Im „Kessel Buntes“ heute dann zweit Entscheidungen zur Fristversäumung und der Frage der Wiedereinsetzung. Beide Entscheidungen stammen nicht aus dem Straf- bzw. Bußgeldderfahren, aber die Ausführungen des BGH bzw. des VGH Baden-Württemberg haben ggf. auch in diesen Verfahren Bedeutung.

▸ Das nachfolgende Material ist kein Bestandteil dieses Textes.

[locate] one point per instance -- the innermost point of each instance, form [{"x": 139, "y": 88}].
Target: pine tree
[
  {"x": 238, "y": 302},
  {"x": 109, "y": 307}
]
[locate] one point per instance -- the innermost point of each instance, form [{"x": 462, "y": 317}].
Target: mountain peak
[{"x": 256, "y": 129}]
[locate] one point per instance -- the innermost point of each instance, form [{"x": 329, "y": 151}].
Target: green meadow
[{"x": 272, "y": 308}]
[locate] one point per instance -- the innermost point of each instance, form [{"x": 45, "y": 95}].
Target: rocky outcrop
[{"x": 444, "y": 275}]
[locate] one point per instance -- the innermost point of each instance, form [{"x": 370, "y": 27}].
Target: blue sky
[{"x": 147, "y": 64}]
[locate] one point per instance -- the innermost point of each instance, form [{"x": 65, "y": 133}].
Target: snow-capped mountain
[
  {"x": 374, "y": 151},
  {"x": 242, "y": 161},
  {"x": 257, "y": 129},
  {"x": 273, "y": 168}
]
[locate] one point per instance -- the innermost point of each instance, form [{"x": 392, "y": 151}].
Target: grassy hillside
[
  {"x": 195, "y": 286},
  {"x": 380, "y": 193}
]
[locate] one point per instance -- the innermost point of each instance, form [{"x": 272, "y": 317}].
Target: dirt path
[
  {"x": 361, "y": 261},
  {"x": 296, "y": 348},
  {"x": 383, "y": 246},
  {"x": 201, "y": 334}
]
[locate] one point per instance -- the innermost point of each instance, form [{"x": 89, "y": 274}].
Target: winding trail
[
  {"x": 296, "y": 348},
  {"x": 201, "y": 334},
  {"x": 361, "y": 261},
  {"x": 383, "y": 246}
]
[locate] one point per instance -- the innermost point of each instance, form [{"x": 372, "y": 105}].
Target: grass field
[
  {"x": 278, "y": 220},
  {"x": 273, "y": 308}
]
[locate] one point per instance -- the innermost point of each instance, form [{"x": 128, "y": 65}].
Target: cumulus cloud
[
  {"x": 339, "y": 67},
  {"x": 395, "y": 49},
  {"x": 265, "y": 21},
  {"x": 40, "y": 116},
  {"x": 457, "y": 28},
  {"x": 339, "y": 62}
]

Hier kommt dann zunächst der BGH, Beschl. v. 31.07.2024 – XII ZB 573/23 – zur Prüfpflicht des Rechtsanwalts betreffend Ablauf von Rechtsmittelbegründungsfristen. Gestritten wird um die Wiedereinsetzung gegen die Versäumung einer Beschwerdebegründungs-frist. Das AG hatte den Antragsgegner in einem Verfahren nach § 266 Abs. 1 Nr. 3 FamFG (sonstige Familiensache) verpflichtet, an die Antragstellerin, seine von ihm getrennt lebende Ehefrau, einen Betrag von 293.000 EUR nebst Zinsen zu zahlen. Gegen den seinem Verfahrensbevollmächtigten am 25.7.2023 zugestellten Beschluss hat der Antragsgegner am 24.8.2023 beim AG Beschwerde eingelegt und diese am 02.10.2023 begründet. Das AG hat den mit einer qualifizierten elektronischen Signatur versehenen Schriftsatz am 4.10.2023 auf elektronischem Wege an das OLG weitergeleitet. Durch Beschluss vom selben Tag hat das OLG darauf hingewiesen, dass beabsichtigt sei, die Beschwerde des Antragsgegners als unzulässig zu verwerfen, weil eine Rechtsmittelbegründung nicht innerhalb der Frist des § 117 Abs. 1 Satz 3 FamFG eingegangen sei. Dieser Hinweis ist dem Verfahrensbevollmächtigten des Antragsgegners am 06.10.2023 zugegangen.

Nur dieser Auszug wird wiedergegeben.